As explain in the introduction, dynamic resources were introduced to reduce cost.

If all resources are currently being used, and the count of resources is bellow Max, boskos will create new resources on Acquire. In order to take advantage of this, users need to specify a request ID in Acquire and keep using the same requestID until the resource is available.

Boskos will take care of naming and creating resources (if the current count is below min-count) and deleting the resources if they are expired (lifetime option) or over max-count.

All resource being deleted (due to config update or expiration) will be marked as ToBeDeleted. The cleaner component will mark them as Tombstone such that they can be safely deleted by Boskos.

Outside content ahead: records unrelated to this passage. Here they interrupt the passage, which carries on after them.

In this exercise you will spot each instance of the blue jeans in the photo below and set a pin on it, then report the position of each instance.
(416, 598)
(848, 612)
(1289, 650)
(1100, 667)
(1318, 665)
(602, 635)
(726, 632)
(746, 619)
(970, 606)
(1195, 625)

The cleaner will ensure that dynamic resources release other leased resources associated with it to prevent leaks.

API

POST /acquire

Use /acquire when you want to get hold of some resource.

Required Parameters

Name Type Description
type string type of requested resource
state string current state of the requested resource
dest string destination state of the requested resource
owner string requester of the resource

Optional Parameters

Name Type Description
request_id string request id to use to keep your priority rank

Example: /acquire?type=gce-project&state=free&dest=busy&owner=user.

On a successful request, /acquire will return HTTP 200 and a valid Resource JSON object.

POST /acquirebystate

Use /acquirebystate when you want to get hold of a set of resources in a given state.

Required Parameters

Name Type Description
state string current state of the requested resource
dest string destination state of the requested resource
owner string requester of the resource
names string comma separated list of resource names

Example: /acquirebystate?state=free&dest=busy&owner=user&names=res1,res2.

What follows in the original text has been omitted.